What unlocks the optimal approach

  • No official hints in dataset. Start from constraints and look for a monotonic or reusable state.
Interview move: turn each hint into an invariant you can check after every iteration/recursion step.
Step 03

Algorithm Walkthrough

Iteration Checklist

  1. Define state (indices, window, stack, map, DP cell, or recursion frame).
  2. Apply one transition step and update the invariant.
  3. Record answer candidate when condition is met.
  4. Continue until all input is consumed.
Use the first example testcase as your mental trace to verify each transition.
Step 04

Edge Cases

Minimum Input
Single element / shortest valid input
Validate boundary behavior before entering the main loop or recursion.
Duplicates & Repeats
Repeated values / repeated states
Decide whether duplicates should be merged, skipped, or counted explicitly.
Extreme Constraints
Upper-end input sizes
Re-check complexity target against constraints to avoid time-limit issues.
Invalid / Corner Shape
Empty collections, zeros, or disconnected structures
Handle special-case structure before the core algorithm path.
Step 05

Full Annotated Code

Source-backed implementations are provided below for direct study and interview prep.
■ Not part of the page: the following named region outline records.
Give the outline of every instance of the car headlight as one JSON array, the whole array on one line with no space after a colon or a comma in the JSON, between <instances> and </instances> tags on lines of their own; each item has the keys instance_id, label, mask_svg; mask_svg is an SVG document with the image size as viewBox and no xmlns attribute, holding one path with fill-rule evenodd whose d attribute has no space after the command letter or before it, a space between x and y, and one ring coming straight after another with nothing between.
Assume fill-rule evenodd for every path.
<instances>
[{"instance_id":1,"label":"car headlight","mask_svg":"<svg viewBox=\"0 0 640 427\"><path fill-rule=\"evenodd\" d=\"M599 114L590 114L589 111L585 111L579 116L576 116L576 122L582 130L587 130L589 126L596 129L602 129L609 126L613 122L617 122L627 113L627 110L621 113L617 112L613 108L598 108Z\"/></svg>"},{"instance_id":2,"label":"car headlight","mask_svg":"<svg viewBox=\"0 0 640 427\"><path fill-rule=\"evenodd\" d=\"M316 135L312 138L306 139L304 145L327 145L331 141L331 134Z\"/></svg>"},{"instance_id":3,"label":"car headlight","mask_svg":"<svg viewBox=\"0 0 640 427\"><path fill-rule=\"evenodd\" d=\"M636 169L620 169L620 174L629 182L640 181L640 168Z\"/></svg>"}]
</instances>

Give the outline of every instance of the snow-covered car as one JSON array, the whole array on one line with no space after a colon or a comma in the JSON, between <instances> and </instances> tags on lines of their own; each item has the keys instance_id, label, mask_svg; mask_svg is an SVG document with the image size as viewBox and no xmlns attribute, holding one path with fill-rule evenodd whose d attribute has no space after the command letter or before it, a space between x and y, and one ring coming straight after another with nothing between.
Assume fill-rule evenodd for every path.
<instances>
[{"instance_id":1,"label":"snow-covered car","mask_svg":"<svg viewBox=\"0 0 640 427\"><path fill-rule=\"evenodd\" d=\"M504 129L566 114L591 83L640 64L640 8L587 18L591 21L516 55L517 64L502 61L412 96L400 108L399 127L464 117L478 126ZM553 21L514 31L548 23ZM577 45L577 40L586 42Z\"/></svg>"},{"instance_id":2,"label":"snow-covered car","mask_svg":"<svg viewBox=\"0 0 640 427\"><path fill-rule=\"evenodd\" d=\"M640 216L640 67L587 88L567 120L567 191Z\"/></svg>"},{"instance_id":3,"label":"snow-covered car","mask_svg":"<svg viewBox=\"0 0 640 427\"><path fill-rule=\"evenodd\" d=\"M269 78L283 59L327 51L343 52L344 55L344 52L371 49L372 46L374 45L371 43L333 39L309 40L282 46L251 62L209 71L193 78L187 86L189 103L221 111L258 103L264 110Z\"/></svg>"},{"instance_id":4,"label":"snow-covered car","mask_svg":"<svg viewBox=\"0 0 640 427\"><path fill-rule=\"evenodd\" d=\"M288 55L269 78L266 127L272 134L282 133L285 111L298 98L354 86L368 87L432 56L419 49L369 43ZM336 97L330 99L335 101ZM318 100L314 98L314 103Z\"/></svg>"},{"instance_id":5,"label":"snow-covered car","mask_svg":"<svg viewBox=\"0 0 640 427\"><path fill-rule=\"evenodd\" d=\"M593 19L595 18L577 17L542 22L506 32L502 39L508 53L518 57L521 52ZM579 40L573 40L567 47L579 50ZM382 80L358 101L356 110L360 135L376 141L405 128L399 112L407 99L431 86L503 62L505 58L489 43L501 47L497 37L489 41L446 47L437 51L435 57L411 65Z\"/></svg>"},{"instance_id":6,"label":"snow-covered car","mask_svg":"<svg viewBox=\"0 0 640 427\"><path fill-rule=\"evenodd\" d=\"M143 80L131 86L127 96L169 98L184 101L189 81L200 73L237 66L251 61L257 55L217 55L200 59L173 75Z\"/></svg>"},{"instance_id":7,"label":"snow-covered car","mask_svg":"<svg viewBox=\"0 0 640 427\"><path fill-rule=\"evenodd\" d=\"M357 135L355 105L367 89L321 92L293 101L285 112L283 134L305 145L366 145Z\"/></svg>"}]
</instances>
// Accepted solution for LeetCode #937: Reorder Data in Log Files
class Solution {
    public String[] reorderLogFiles(String[] logs) {
        Arrays.sort(logs, (log1, log2) -> {
            String[] split1 = log1.split(" ", 2);
            String[] split2 = log2.split(" ", 2);

            boolean isLetter1 = Character.isLetter(split1[1].charAt(0));
            boolean isLetter2 = Character.isLetter(split2[1].charAt(0));

            if (isLetter1 && isLetter2) {
                int cmp = split1[1].compareTo(split2[1]);
                if (cmp != 0) {
                    return cmp;
                }
                return split1[0].compareTo(split2[0]);
            }

            return isLetter1 ? -1 : (isLetter2 ? 1 : 0);
        });

        return logs;
    }
}
Step 06

Interactive Study Demo

Use this to step through a reusable interview workflow for this problem.

Press Step or Run All to begin.
Step 07

Complexity Analysis

Time
O(n × log n)
Space
O(n)

Approach Breakdown

BRUTE FORCE
O(n²) time
O(1) space

Two nested loops check every pair or subarray. The outer loop fixes a starting point, the inner loop extends or searches. For n elements this gives up to n²/2 operations. No extra space, but the quadratic time is prohibitive for large inputs.

OPTIMIZED
O(n) time
O(1) space

Most array problems have an O(n²) brute force (nested loops) and an O(n) optimal (single pass with clever state tracking). The key is identifying what information to maintain as you scan: a running max, a prefix sum, a hash map of seen values, or two pointers.

Shortcut: If you are using nested loops on an array, there is almost always an O(n) solution. Look for the right auxiliary state.
Coach Notes

Common Mistakes

Review these before coding to avoid predictable interview regressions.

Off-by-one on range boundaries

Wrong move: Loop endpoints miss first/last candidate.

Usually fails on: Fails on minimal arrays and exact-boundary answers.

Fix: Re-derive loops from inclusive/exclusive ranges before coding.